Action 2 reviews integrated retrofitting technologies to identify emerging solutions with the lowest environmental impact. Technologies are assessed in terms of invasiveness level, downtime, need for resident’s relocation and costs. Three main research directions are highlighted, namely exoskeleton/double-skin interventions, replacement of envelope elements, and improvement of envelope elements. Novel and advanced scientific developments for seismic retrofit (e.g. novel composite materials and seismic isolation), energy upgrading (e.g. materials resulting in extremely thin thermal insulation layers or in improved thermal performance and adequate mechanical characteristics), and emerging solutions for integrated retrofitting are identified and their effectiveness is investigated.

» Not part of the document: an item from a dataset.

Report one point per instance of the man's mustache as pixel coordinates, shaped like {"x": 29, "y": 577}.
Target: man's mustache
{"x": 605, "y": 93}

Action 3 reviews methodologies for the assessment of the seismic and energy/environmental performance of buildings, and proposes a novel simplified method for the combined assessment of upgrading. Existing methodologies are evaluated considering their scope, essential indicators, readiness to use, and the capacity to consider cost and service disruption. The Sustainable Structural Design (SSD) methodology, addressing the combined assessment of improved seismic safety and energy/environmental performance, is identified as the most relevant approach. In this context, SSD is integrated within the proposed method for the combined structural and energy retrofit assessment in a life-cycle perspective. The proposed methodology combines costs associated with seismic, energy and environmental performance during the life cycle, allowing the identification of optimised solutions.

Action 4 informs the action plan about the areas where renovation may achieve a high impact. Different risk metrics are investigated, providing insights into regions and building typologies of highest priority for seismic intervention. Low-rise unreinforced masonry buildings along with low and mid-rise reinforced concrete buildings constructed with low/moderate level codes contribute most to losses within the regions that exhibit the highest risk. The exposure model is extended to map energy classes and facilitate regional assessment in terms of energy cost, whereas socioeconomic indicators are explored to enrich regional prioritisation. Impact assessments of seismic/energy/integrated renovation scenarios are investigated, and legislation, incentives, guidance and standards for seismic and energy upgrading are collected across 16 Member States to propose efficient implementation measures.

Finally, Action 5 develops awareness, and supports dissemination and outreach of the results of the Pilot Project. A midterm workshop was held in November 2020 and a report summarising the main conclusions was released. The final workshop will take place in late 2021. A dedicated web platform is currently under development. It will include geo-referenced data at regional level (characteristics of the building stock, socioeconomic indicators, expected loss/impact of scenarios, implementing measures, etc.), search and visualisation tools, case studies and a searchable database of documents.

The Pilot Project team will continue to foster the community of policy makers, industry players, experts, associations, and organisations. A series of open access science for policy and technical reports are currently under preparation while a second workshop will take place in late 2021, both presenting project results with the aim of disseminating the developed solutions and discussing the contributions to a future action plan.